One of the tenets of a blood-sugar-lowering diet is getting the recommended amount of fiber every day, which slows digestion to keep blood sugar even. Men should aim for 30 to 38 grams of fiber per day; women should aim for 21 to 25 grams of fiber per day. “Blood sugar refers to the level of glucose molecules in your bloodstream,” says Mary Ellen Phipps, M.P.H., RDN, LD, and founder of Milk & Honey Nutrition.

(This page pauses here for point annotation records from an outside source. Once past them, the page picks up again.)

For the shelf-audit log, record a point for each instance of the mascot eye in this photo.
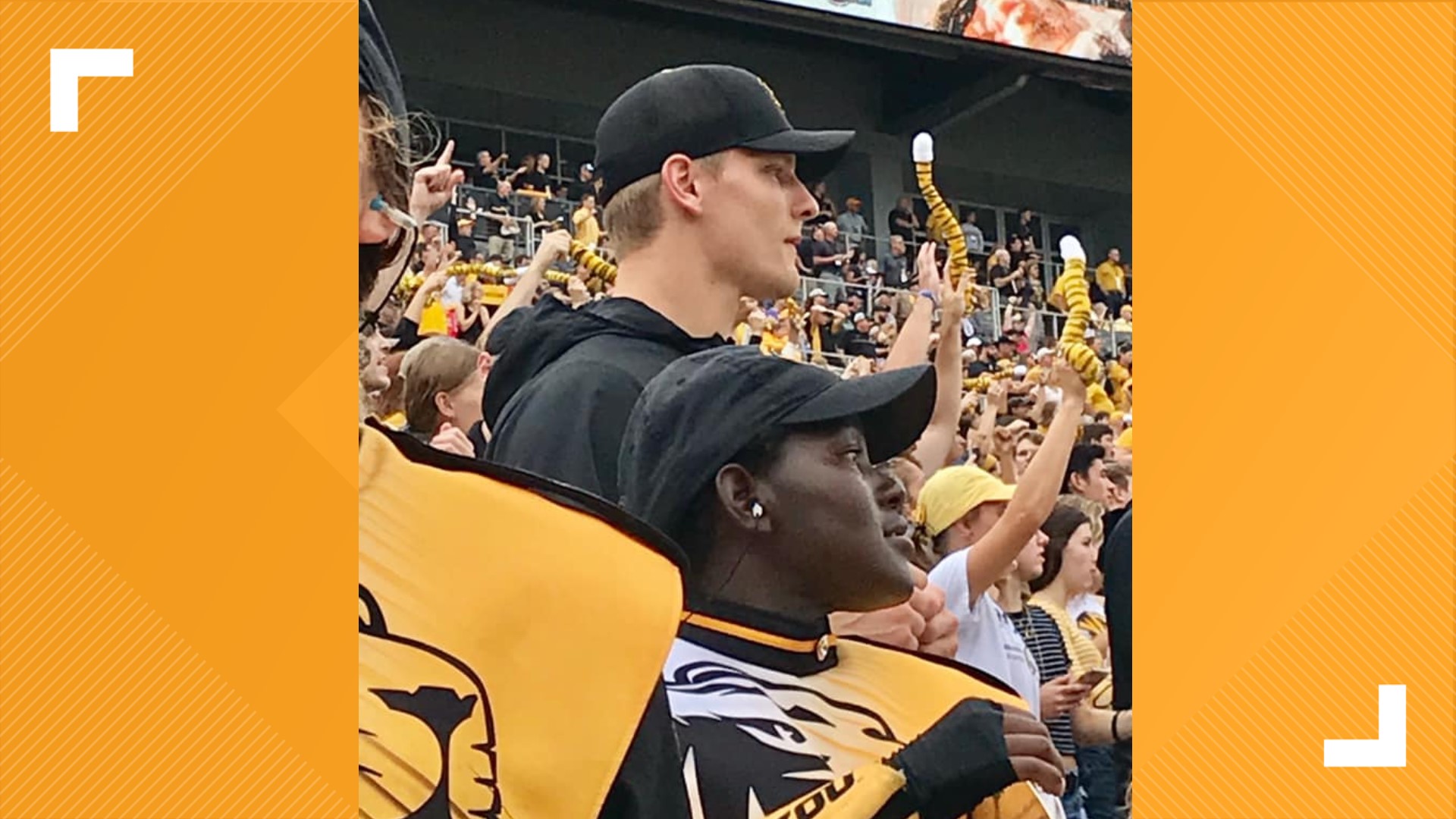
(880, 733)
(802, 714)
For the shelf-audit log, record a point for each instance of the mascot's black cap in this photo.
(378, 72)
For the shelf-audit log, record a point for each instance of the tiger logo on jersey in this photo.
(774, 96)
(427, 736)
(761, 741)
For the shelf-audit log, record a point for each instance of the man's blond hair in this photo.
(635, 213)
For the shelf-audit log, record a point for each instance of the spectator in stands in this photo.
(444, 379)
(1018, 249)
(893, 264)
(530, 177)
(1100, 435)
(852, 223)
(856, 340)
(974, 241)
(903, 222)
(1006, 349)
(1111, 281)
(585, 183)
(984, 359)
(1123, 325)
(826, 205)
(781, 534)
(497, 219)
(805, 249)
(1014, 283)
(1085, 474)
(981, 526)
(487, 169)
(1027, 445)
(584, 222)
(1028, 228)
(695, 228)
(1069, 570)
(998, 267)
(1120, 479)
(539, 219)
(824, 333)
(829, 261)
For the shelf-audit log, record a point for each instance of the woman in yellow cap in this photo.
(981, 525)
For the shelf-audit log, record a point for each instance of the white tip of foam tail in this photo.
(1072, 249)
(924, 148)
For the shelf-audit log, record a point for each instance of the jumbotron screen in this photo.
(1090, 31)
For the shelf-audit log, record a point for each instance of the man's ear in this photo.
(737, 494)
(682, 183)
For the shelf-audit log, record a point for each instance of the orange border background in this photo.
(177, 510)
(1293, 169)
(175, 482)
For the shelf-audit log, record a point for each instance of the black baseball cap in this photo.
(699, 111)
(705, 409)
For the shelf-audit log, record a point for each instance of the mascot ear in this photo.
(372, 618)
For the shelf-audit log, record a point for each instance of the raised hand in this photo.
(435, 186)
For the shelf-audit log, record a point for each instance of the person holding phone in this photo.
(1072, 665)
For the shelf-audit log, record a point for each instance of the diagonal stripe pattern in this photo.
(194, 63)
(1256, 751)
(86, 657)
(1335, 131)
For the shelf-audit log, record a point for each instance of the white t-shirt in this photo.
(987, 639)
(1090, 613)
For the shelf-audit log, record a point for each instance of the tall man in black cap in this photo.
(704, 199)
(702, 196)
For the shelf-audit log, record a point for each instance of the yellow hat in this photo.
(956, 490)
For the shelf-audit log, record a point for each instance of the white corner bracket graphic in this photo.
(69, 66)
(1385, 752)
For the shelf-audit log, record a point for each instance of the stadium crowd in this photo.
(968, 483)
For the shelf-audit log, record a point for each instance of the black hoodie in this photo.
(557, 403)
(565, 381)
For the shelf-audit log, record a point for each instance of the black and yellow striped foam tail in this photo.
(1074, 347)
(599, 267)
(943, 222)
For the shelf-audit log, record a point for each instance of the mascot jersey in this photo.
(500, 675)
(781, 719)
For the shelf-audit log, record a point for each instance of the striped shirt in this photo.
(1043, 639)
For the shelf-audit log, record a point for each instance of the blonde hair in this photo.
(635, 213)
(436, 365)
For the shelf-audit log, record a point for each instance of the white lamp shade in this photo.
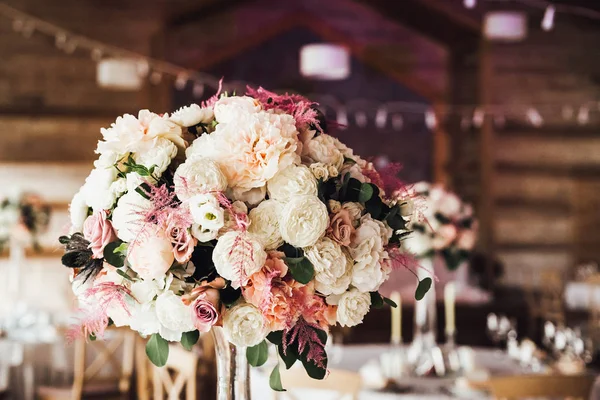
(119, 74)
(507, 26)
(325, 61)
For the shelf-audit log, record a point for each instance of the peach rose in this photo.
(340, 229)
(99, 232)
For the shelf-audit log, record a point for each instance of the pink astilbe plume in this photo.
(94, 318)
(296, 105)
(308, 341)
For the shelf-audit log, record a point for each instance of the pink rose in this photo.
(99, 232)
(340, 229)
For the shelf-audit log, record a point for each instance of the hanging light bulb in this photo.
(430, 119)
(534, 117)
(548, 20)
(470, 3)
(381, 117)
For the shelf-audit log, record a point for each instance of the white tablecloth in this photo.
(352, 358)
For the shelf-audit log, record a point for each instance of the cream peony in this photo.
(174, 316)
(192, 115)
(293, 181)
(198, 175)
(332, 267)
(237, 256)
(128, 216)
(151, 254)
(264, 224)
(304, 219)
(244, 325)
(250, 149)
(322, 149)
(230, 109)
(352, 307)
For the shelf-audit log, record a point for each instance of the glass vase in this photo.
(233, 370)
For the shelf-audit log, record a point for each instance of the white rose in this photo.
(352, 307)
(198, 175)
(293, 181)
(229, 109)
(96, 189)
(331, 267)
(322, 149)
(237, 256)
(158, 156)
(128, 216)
(264, 224)
(320, 171)
(192, 115)
(303, 221)
(78, 211)
(173, 315)
(244, 325)
(207, 212)
(151, 254)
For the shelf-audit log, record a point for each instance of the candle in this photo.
(396, 319)
(449, 304)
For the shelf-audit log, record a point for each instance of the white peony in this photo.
(158, 156)
(128, 216)
(293, 181)
(303, 221)
(207, 212)
(237, 256)
(251, 149)
(78, 211)
(96, 189)
(230, 109)
(198, 175)
(151, 254)
(244, 325)
(175, 317)
(264, 224)
(323, 149)
(192, 115)
(352, 307)
(332, 267)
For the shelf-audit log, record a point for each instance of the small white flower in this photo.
(196, 176)
(192, 115)
(303, 221)
(173, 315)
(352, 307)
(244, 325)
(264, 224)
(237, 256)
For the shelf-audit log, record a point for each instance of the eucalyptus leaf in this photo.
(157, 350)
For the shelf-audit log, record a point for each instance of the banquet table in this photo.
(355, 357)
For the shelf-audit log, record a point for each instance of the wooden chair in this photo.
(346, 383)
(545, 386)
(89, 377)
(180, 371)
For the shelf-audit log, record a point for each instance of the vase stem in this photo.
(233, 370)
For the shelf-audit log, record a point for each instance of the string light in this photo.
(548, 20)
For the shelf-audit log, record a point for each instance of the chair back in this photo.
(545, 386)
(347, 384)
(179, 372)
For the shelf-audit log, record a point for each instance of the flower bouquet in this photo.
(241, 214)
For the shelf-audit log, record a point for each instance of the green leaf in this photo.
(301, 269)
(258, 355)
(423, 288)
(189, 339)
(112, 257)
(275, 380)
(365, 192)
(157, 350)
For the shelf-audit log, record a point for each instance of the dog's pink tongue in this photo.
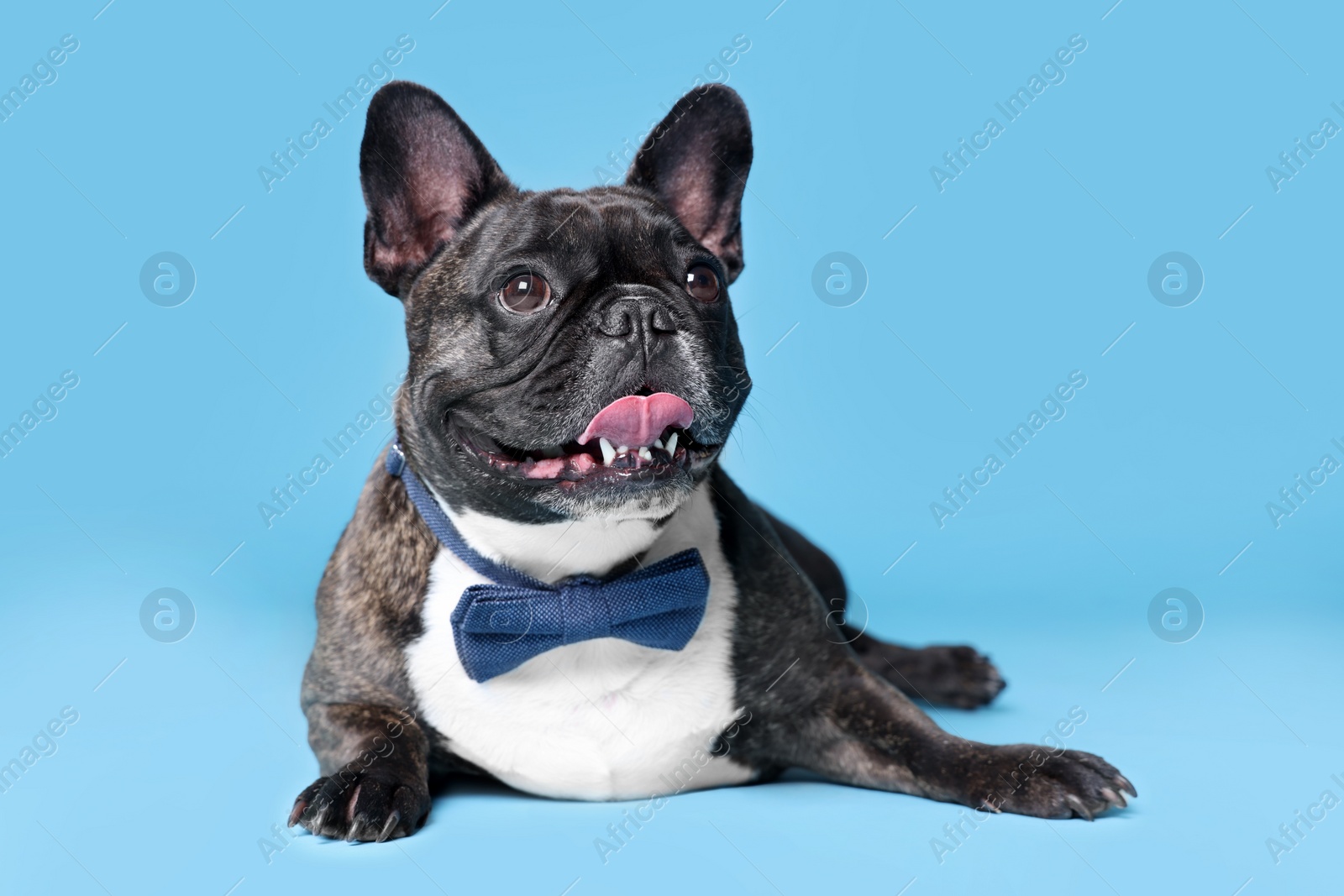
(635, 421)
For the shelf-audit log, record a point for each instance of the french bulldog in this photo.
(549, 578)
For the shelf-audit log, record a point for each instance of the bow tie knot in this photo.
(497, 626)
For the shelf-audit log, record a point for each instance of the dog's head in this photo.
(573, 354)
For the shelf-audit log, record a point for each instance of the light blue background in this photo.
(1026, 268)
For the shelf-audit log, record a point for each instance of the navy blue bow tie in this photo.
(501, 626)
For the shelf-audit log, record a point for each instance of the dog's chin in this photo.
(595, 479)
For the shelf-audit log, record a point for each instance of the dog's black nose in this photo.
(635, 317)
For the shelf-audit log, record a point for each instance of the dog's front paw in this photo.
(366, 805)
(1032, 781)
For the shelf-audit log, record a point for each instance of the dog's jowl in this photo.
(549, 579)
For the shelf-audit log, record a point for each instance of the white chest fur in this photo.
(604, 719)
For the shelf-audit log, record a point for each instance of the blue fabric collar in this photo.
(503, 625)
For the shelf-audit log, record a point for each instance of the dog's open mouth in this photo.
(635, 438)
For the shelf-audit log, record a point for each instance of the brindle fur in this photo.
(823, 694)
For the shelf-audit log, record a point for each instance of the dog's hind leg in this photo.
(947, 674)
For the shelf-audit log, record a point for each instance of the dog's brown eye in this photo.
(703, 284)
(526, 293)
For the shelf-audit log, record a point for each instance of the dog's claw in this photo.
(389, 826)
(1079, 806)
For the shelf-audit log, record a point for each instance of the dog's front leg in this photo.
(374, 763)
(866, 732)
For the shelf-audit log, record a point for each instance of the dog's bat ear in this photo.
(696, 161)
(423, 174)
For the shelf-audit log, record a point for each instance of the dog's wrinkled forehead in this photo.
(612, 234)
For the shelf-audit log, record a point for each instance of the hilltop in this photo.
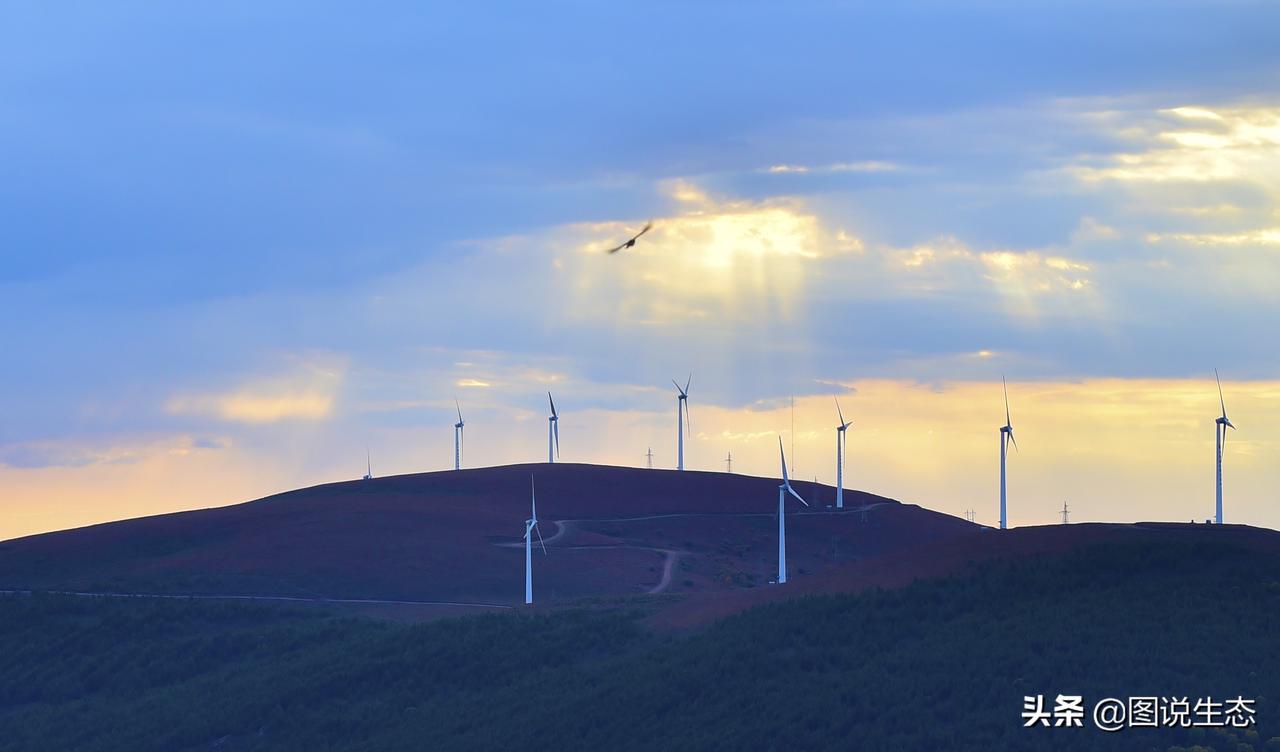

When you’re sick, your body makes stress-related hormones that help fight the illness. Changes in your appetite and usual activity also may affect your blood sugar level. Hemoglobin A1c indicates the average level of blood sugar (glucose) that has accumulated over the past 2-3 months. It means that if we over consume foods with sugar; our body will be unable to use that amount, so the surplus will be stored in the blood resulting in a gradual increase in hemoglobin A1C levels.
2. Exercise Regularly
Regular exercise can help lower blood sugar levels by increasing insulin sensitivity. Aim for at least 30 minutes of moderate exercise, such as brisk walking or cycling, most days of the week. Strength training can also be beneficial in improving blood sugar control.
3. Monitor Your Blood Sugar Levels
It’s important to regularly monitor your blood sugar levels with a glucose meter. This will help you understand how certain foods and activities impact your blood sugar levels and allow you to make necessary adjustments to keep them in check.
4. Stay Hydrated
Drinking plenty of water throughout the day can help prevent dehydration, which can lead to higher blood sugar levels. Aim to drink at least 8-10 glasses of water each day to stay properly hydrated and support optimal blood sugar control.
5. Get Plenty of Sleep
Lack of sleep can negatively impact blood sugar levels and insulin sensitivity. Aim to get 7-9 hours of quality sleep each night to support overall health and maintain stable blood sugar levels.
6. Manage Stress
Chronic stress can elevate cortisol levels, which can lead to spikes in blood sugar levels. Practice stress-reducing techniques such as deep breathing, meditation, yoga, or spending time in nature to help manage stress and keep blood sugar levels in check.
By incorporating these strategies into your daily routine, you can effectively bring your blood sugar count down and improve your overall health and well-being. Remember to consult with your healthcare provider before making any significant changes to your diet or exercise routine.